Coconut-enabled Improvements: Automatic Tail Call Optimization
Here's where we left off:
def factorial(n):
"""Compute n! where n is an integer >= 0."""
case n:
match 0:
return 1
match _ is int if n > 0:
return n * factorial(n-1)
else:
raise TypeError("the argument to factorial must be an integer >= 0")
# Test cases:
-1 |> factorial |> print # TypeError
0.5 |> factorial |> print # TypeError
0 |> factorial |> print # 1
3 |> factorial |> print # 6
Coconut can perform automatic tail call optimization, which means that whenever a function directly returns a call to another function, Coconut will optimize away the additional call. Thus, we can improve our factorial function by rewriting it to use a tail call.
In the function definition, factorial will now have two arguments: n and acc=1. Change the definition of factorial to include both.
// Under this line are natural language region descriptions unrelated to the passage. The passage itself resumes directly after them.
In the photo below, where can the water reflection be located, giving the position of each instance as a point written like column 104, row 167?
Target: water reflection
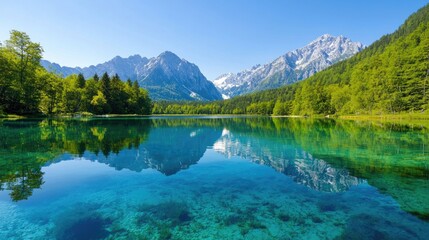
column 325, row 155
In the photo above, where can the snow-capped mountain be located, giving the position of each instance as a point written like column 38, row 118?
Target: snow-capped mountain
column 290, row 67
column 166, row 77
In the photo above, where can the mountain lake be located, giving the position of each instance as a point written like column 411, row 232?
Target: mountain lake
column 213, row 177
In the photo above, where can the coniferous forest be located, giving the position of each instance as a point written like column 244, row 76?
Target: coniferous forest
column 389, row 76
column 26, row 88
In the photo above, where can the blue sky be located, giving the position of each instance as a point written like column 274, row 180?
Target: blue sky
column 218, row 35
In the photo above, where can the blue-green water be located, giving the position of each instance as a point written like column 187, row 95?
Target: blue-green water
column 213, row 178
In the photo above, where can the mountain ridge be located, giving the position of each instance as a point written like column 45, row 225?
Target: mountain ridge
column 166, row 77
column 290, row 67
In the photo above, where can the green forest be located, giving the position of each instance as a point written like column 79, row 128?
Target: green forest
column 389, row 76
column 26, row 88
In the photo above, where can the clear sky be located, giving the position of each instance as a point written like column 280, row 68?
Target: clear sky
column 218, row 35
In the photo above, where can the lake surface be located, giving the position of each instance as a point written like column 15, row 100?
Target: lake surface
column 213, row 178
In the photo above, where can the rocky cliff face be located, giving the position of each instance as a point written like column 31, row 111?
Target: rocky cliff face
column 167, row 77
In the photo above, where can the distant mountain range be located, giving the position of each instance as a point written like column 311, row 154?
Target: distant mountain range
column 166, row 77
column 290, row 67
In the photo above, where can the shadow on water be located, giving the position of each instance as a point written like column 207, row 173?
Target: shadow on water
column 325, row 155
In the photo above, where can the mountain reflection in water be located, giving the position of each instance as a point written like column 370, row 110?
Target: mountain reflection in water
column 325, row 155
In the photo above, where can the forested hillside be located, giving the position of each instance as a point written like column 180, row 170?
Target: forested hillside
column 389, row 76
column 27, row 88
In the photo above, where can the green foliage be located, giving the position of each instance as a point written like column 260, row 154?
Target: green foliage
column 27, row 88
column 390, row 76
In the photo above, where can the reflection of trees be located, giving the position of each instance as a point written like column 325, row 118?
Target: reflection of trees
column 392, row 157
column 27, row 145
column 288, row 159
column 172, row 145
column 21, row 181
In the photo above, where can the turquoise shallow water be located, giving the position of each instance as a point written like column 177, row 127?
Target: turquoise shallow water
column 212, row 178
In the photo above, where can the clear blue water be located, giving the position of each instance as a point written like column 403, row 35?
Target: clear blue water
column 212, row 178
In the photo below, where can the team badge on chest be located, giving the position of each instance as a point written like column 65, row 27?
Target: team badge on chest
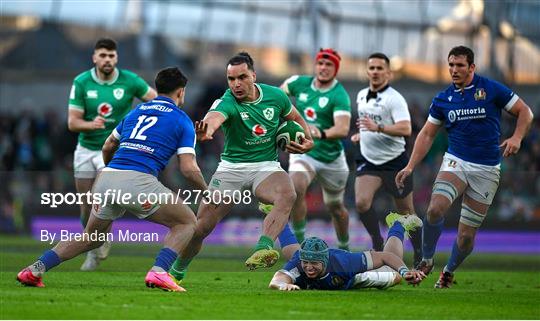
column 268, row 113
column 323, row 101
column 118, row 93
column 310, row 114
column 258, row 130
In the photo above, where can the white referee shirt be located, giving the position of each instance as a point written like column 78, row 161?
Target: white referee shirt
column 388, row 108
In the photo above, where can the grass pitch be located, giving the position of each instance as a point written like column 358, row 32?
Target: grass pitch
column 219, row 287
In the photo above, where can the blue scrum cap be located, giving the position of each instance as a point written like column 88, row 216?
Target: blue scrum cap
column 314, row 249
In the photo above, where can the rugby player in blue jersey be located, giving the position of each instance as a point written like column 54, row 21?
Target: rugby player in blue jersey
column 313, row 266
column 470, row 110
column 136, row 151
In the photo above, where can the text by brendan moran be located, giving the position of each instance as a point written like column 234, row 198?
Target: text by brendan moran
column 119, row 236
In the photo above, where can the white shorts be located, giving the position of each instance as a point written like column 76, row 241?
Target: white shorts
column 332, row 176
column 482, row 180
column 242, row 176
column 87, row 162
column 146, row 194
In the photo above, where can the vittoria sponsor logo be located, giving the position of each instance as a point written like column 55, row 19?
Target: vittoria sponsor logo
column 105, row 109
column 480, row 94
column 466, row 114
column 258, row 130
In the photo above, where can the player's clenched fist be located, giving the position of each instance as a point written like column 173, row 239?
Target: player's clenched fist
column 401, row 176
column 289, row 287
column 414, row 277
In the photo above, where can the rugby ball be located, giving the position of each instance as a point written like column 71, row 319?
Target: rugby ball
column 289, row 131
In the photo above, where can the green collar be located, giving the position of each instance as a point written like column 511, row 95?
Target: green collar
column 116, row 73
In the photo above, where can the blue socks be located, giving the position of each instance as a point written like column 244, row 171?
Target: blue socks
column 456, row 258
column 165, row 258
column 286, row 237
column 430, row 237
column 397, row 230
column 49, row 259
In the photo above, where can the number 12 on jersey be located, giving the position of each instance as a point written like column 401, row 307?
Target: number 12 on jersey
column 137, row 133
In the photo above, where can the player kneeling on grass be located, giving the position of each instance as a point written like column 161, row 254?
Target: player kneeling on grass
column 312, row 265
column 137, row 150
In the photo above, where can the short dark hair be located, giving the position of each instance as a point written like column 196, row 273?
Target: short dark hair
column 242, row 58
column 169, row 79
column 462, row 51
column 380, row 55
column 106, row 43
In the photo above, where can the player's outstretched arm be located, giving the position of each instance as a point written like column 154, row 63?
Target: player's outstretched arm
column 422, row 145
column 150, row 94
column 109, row 148
column 524, row 120
column 77, row 124
column 340, row 129
column 191, row 171
column 282, row 282
column 396, row 263
column 206, row 128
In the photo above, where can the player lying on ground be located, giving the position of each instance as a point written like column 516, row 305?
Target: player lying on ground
column 312, row 265
column 137, row 150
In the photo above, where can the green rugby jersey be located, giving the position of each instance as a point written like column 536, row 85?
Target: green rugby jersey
column 250, row 127
column 318, row 107
column 111, row 99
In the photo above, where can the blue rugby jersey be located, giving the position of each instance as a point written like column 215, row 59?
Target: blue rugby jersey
column 340, row 272
column 150, row 134
column 472, row 119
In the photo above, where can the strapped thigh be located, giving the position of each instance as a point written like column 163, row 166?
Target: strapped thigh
column 445, row 189
column 471, row 217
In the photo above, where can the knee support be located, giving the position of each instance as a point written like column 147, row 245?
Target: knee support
column 333, row 197
column 445, row 189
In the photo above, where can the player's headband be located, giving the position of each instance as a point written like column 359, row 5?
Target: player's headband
column 331, row 55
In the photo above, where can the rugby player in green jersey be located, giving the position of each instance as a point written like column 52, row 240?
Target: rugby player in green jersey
column 249, row 114
column 99, row 99
column 326, row 107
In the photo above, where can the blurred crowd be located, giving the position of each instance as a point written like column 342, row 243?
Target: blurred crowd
column 36, row 151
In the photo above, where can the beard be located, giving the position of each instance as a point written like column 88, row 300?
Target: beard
column 325, row 81
column 107, row 70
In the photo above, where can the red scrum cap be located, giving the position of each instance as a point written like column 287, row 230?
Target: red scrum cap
column 329, row 54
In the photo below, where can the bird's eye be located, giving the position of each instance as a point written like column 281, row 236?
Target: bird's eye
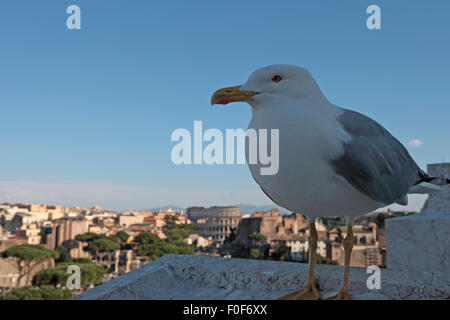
column 276, row 78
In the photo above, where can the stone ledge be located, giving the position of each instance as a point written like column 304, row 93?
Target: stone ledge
column 186, row 277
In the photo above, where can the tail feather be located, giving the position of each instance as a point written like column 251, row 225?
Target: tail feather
column 424, row 188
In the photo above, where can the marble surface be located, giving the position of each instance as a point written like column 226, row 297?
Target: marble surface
column 188, row 277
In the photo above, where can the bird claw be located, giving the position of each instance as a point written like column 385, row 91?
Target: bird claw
column 341, row 295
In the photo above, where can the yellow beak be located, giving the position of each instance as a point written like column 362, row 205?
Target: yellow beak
column 231, row 94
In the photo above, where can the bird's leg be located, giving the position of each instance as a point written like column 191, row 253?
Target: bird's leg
column 310, row 291
column 348, row 246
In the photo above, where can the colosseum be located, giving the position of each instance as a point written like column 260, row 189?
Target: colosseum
column 215, row 223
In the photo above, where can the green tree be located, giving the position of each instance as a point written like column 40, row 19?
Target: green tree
column 257, row 237
column 42, row 293
column 26, row 257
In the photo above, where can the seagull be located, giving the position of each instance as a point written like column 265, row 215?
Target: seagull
column 333, row 162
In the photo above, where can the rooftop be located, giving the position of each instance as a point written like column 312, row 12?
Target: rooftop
column 188, row 277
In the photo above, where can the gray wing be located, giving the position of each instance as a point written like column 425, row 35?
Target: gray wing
column 374, row 162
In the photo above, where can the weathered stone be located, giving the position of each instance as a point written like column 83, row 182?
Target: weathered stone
column 421, row 242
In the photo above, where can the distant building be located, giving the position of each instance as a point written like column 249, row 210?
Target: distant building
column 214, row 223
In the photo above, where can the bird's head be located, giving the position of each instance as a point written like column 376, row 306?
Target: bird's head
column 275, row 81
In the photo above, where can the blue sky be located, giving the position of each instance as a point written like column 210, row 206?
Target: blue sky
column 86, row 115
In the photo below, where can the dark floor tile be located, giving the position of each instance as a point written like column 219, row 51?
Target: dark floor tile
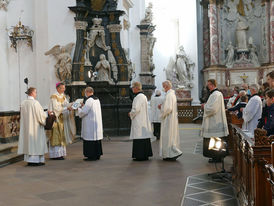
column 190, row 202
column 209, row 197
column 209, row 185
column 194, row 181
column 202, row 176
column 192, row 190
column 55, row 195
column 231, row 202
column 227, row 191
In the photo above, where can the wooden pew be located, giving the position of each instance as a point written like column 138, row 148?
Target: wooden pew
column 270, row 169
column 249, row 173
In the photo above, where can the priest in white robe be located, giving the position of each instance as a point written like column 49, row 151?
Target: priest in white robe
column 63, row 130
column 214, row 119
column 170, row 138
column 92, row 126
column 140, row 131
column 156, row 113
column 253, row 110
column 32, row 138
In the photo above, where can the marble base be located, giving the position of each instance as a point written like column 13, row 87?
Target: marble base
column 183, row 97
column 9, row 126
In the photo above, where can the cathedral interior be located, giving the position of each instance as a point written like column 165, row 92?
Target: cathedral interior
column 108, row 45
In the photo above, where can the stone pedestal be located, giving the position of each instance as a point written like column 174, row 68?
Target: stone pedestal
column 147, row 66
column 183, row 97
column 98, row 32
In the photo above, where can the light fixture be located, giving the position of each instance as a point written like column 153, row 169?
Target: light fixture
column 20, row 32
column 216, row 144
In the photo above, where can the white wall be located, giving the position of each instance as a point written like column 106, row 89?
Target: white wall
column 175, row 25
column 53, row 24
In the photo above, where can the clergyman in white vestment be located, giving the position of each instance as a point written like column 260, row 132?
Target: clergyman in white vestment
column 156, row 113
column 92, row 126
column 170, row 138
column 140, row 131
column 32, row 137
column 253, row 110
column 214, row 120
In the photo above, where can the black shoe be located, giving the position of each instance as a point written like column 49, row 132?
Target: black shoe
column 89, row 159
column 176, row 157
column 58, row 158
column 32, row 164
column 214, row 160
column 140, row 159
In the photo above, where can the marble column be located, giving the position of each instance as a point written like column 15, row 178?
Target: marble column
column 213, row 33
column 206, row 39
column 4, row 69
column 78, row 67
column 271, row 34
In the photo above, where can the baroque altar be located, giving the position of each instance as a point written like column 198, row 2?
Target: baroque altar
column 99, row 61
column 237, row 41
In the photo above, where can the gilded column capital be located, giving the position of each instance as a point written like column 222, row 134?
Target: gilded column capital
column 81, row 25
column 113, row 28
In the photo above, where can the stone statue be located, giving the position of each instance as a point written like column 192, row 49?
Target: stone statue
column 230, row 56
column 103, row 69
column 148, row 15
column 180, row 71
column 253, row 56
column 184, row 68
column 97, row 35
column 4, row 4
column 151, row 42
column 63, row 66
column 241, row 35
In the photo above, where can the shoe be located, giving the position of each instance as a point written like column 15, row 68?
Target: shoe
column 32, row 164
column 214, row 160
column 89, row 159
column 142, row 159
column 176, row 157
column 58, row 158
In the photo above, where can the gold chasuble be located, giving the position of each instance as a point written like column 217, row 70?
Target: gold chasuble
column 58, row 134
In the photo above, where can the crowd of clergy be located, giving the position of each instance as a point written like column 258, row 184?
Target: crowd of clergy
column 250, row 103
column 35, row 141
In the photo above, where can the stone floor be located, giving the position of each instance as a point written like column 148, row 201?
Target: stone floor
column 114, row 180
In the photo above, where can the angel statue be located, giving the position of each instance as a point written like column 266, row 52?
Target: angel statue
column 4, row 4
column 63, row 66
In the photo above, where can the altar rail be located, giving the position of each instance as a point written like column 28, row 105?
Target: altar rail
column 250, row 176
column 270, row 169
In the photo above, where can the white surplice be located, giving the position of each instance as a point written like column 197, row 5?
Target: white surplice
column 92, row 126
column 32, row 139
column 155, row 111
column 140, row 124
column 169, row 139
column 214, row 119
column 252, row 113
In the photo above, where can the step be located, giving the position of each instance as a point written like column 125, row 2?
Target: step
column 8, row 148
column 10, row 158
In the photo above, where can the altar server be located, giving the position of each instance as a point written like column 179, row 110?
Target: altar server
column 140, row 131
column 253, row 110
column 92, row 127
column 170, row 139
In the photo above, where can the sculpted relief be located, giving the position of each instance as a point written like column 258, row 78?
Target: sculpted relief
column 241, row 20
column 180, row 71
column 63, row 65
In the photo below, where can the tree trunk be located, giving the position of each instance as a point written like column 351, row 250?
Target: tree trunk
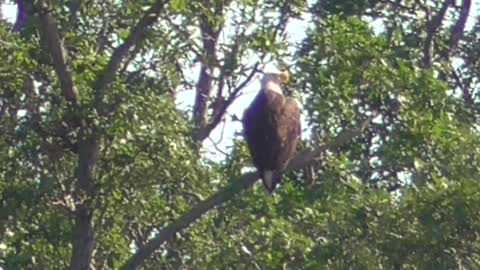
column 83, row 234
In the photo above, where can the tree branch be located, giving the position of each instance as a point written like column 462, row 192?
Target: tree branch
column 432, row 28
column 48, row 27
column 222, row 109
column 245, row 181
column 137, row 35
column 459, row 27
column 210, row 36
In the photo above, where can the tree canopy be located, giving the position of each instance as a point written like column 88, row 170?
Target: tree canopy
column 100, row 168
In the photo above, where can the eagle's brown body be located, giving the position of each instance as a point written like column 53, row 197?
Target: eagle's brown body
column 272, row 129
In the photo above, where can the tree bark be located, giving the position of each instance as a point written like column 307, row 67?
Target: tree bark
column 83, row 234
column 245, row 181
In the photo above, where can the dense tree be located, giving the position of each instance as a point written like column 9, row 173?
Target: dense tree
column 101, row 169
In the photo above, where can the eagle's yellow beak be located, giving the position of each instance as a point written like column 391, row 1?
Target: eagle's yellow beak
column 284, row 76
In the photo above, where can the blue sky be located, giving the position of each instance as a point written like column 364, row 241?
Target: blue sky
column 224, row 134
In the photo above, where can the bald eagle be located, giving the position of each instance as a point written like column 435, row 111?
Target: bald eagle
column 271, row 126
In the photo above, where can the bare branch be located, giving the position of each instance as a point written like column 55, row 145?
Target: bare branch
column 21, row 15
column 245, row 181
column 459, row 27
column 204, row 86
column 137, row 35
column 48, row 27
column 432, row 28
column 222, row 108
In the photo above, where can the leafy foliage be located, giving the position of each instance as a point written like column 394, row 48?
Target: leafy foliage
column 123, row 161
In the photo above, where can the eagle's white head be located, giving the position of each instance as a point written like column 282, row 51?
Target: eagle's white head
column 273, row 81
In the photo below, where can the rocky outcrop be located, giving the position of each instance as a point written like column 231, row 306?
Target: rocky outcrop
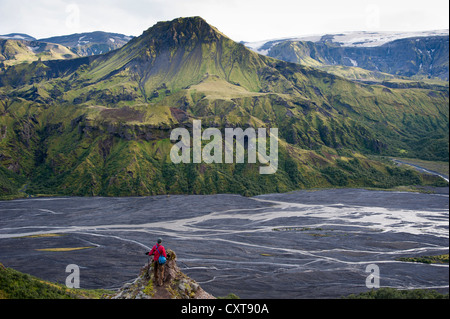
column 176, row 285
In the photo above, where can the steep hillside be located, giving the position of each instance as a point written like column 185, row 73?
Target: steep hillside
column 100, row 125
column 421, row 57
column 21, row 51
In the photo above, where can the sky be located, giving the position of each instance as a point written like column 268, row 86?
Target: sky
column 241, row 20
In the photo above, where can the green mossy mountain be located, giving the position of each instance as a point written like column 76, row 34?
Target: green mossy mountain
column 100, row 125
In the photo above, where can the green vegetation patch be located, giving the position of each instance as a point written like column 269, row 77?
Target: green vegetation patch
column 439, row 259
column 392, row 293
column 17, row 285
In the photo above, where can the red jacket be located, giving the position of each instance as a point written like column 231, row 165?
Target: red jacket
column 157, row 250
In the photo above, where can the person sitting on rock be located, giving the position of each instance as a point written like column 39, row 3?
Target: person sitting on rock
column 158, row 265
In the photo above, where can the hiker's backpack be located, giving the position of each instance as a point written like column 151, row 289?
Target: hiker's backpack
column 161, row 259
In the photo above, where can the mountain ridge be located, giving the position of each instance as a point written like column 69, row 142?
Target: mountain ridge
column 99, row 125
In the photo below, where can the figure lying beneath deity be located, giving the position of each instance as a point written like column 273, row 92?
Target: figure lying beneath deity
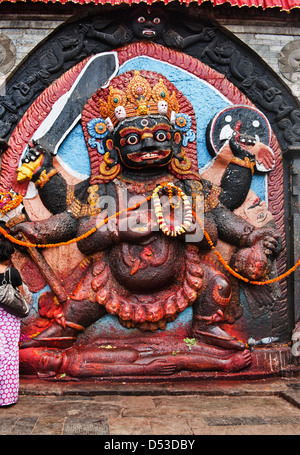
column 138, row 219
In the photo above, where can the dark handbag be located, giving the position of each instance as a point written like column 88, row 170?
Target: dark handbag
column 12, row 300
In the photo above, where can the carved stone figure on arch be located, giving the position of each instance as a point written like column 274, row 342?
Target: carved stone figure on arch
column 140, row 133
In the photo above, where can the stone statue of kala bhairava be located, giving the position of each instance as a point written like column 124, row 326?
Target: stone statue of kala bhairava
column 151, row 220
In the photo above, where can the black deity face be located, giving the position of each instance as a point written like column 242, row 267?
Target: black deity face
column 144, row 142
column 148, row 23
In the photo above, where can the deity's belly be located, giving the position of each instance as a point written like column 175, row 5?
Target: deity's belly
column 148, row 267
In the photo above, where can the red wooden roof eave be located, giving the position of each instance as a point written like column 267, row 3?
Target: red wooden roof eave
column 283, row 5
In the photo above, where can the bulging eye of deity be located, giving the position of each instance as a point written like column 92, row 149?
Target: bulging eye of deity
column 144, row 142
column 148, row 23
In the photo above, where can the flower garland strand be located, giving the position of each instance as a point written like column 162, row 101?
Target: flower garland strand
column 184, row 226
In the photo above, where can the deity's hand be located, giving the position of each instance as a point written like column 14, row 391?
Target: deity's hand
column 241, row 144
column 35, row 160
column 269, row 239
column 24, row 230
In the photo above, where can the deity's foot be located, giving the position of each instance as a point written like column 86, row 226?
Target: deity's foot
column 237, row 361
column 54, row 336
column 213, row 334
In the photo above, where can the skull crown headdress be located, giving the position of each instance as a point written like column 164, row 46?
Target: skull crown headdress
column 130, row 95
column 139, row 99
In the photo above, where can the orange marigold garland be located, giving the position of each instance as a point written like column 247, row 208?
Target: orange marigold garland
column 10, row 200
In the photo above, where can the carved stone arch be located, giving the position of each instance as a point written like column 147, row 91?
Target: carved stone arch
column 218, row 58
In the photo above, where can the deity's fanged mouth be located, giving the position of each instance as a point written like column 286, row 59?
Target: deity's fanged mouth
column 148, row 32
column 148, row 156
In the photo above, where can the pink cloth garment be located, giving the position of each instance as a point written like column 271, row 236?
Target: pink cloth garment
column 9, row 357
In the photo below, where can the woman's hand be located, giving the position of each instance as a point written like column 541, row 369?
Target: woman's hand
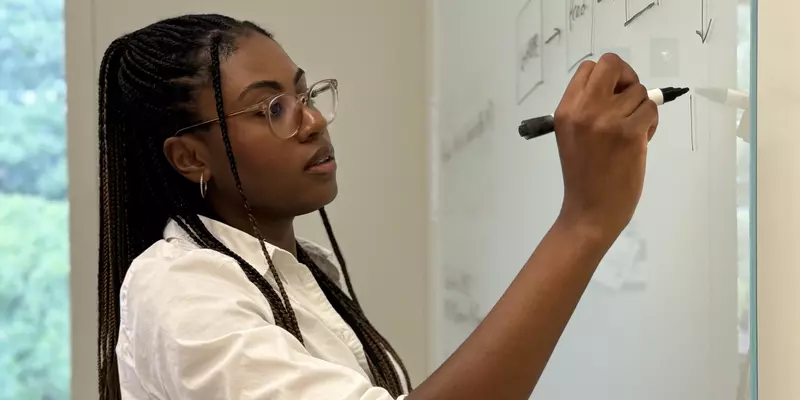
column 603, row 125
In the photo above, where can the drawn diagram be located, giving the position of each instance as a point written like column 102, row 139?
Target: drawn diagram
column 705, row 22
column 580, row 31
column 529, row 49
column 624, row 264
column 636, row 8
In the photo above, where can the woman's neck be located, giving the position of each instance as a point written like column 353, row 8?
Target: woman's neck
column 278, row 232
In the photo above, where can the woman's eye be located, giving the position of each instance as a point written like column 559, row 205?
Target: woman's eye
column 276, row 109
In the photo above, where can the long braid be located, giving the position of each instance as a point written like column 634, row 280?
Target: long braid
column 148, row 81
column 340, row 258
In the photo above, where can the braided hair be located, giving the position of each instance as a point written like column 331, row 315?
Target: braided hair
column 148, row 83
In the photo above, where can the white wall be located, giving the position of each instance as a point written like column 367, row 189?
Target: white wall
column 778, row 200
column 377, row 51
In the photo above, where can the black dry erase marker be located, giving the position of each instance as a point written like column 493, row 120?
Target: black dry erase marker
column 539, row 126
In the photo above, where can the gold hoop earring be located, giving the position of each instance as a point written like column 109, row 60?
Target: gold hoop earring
column 203, row 186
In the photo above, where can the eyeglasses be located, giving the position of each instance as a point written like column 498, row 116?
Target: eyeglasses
column 284, row 112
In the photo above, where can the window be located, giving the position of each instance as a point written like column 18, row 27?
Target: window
column 34, row 242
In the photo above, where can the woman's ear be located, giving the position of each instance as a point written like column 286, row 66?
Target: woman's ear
column 189, row 156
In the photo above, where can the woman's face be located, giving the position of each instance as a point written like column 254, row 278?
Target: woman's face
column 276, row 173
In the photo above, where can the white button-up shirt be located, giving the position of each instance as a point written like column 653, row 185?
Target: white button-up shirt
column 194, row 327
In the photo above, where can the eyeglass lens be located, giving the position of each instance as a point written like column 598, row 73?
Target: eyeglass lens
column 285, row 113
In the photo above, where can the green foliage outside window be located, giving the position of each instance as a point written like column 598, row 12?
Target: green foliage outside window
column 34, row 242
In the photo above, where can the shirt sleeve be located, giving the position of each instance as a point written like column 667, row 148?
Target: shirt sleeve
column 199, row 336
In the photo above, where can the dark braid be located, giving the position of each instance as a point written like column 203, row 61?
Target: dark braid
column 148, row 83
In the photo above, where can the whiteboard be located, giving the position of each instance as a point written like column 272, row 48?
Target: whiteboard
column 661, row 317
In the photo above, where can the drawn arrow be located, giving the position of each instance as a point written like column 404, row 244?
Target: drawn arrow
column 705, row 29
column 556, row 33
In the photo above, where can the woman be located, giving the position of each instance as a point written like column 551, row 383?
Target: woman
column 212, row 142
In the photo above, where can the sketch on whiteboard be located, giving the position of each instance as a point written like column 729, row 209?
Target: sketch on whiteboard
column 529, row 49
column 478, row 127
column 460, row 305
column 624, row 264
column 636, row 8
column 580, row 31
column 705, row 22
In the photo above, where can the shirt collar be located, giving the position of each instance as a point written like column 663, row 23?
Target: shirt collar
column 247, row 247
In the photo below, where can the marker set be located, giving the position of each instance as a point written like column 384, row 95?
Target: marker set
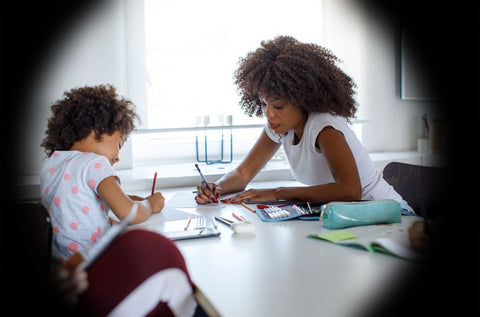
column 304, row 211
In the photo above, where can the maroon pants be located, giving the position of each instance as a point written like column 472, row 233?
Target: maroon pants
column 141, row 272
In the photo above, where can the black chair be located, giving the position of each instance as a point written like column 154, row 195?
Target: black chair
column 423, row 187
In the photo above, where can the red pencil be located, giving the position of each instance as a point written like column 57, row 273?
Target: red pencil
column 154, row 181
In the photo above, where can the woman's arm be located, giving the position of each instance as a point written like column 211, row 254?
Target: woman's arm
column 121, row 204
column 340, row 159
column 237, row 180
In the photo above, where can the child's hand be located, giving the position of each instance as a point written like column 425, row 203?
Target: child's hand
column 157, row 202
column 204, row 196
column 67, row 281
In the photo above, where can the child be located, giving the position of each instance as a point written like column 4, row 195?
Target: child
column 84, row 136
column 307, row 101
column 85, row 133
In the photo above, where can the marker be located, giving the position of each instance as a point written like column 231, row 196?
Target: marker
column 154, row 181
column 206, row 183
column 248, row 207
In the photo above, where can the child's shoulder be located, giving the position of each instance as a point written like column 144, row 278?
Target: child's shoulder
column 76, row 158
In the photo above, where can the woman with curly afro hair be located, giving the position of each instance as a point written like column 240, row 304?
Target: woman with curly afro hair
column 307, row 101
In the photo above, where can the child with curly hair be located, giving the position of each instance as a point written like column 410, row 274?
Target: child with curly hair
column 307, row 101
column 85, row 133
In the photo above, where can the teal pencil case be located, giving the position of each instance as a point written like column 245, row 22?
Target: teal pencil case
column 336, row 215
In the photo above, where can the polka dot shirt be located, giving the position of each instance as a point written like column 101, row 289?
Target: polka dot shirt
column 68, row 183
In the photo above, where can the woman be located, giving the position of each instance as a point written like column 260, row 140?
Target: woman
column 307, row 101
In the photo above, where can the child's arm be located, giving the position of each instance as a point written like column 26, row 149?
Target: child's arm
column 120, row 203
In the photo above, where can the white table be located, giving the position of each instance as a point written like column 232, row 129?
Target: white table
column 278, row 271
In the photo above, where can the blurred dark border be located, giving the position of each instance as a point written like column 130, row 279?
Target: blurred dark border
column 448, row 285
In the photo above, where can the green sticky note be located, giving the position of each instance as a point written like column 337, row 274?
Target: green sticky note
column 336, row 236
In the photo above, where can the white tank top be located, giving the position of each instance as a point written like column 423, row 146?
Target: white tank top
column 310, row 167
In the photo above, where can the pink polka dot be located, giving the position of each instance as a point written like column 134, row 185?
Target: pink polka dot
column 96, row 234
column 73, row 246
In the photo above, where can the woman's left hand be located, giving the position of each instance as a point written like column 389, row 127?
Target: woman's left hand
column 269, row 194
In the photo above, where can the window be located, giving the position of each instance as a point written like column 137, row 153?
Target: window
column 191, row 52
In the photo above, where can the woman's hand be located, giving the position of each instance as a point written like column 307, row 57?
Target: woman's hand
column 204, row 196
column 255, row 195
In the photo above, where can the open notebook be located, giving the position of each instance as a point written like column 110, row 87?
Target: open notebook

If n matches the 0 pattern, we should return acc. When n=0, acc is the desired result of n factorial. That’s why we initialized it to equal 1. Make the function return acc instead of 1 if n matches 0.
If n matches the wildcard pattern, we should return n times the call to factorial again, but with the appropriate number of arguments. The first argument should stay the same: n-1. Make the second argument acc*n. The expression acc*n calculates n factorial.
The benefit of this is that the function will never raise a RuntimeError because it will never reach Python’s maximum recursion depth.
Run the code to make sure the test cases pass!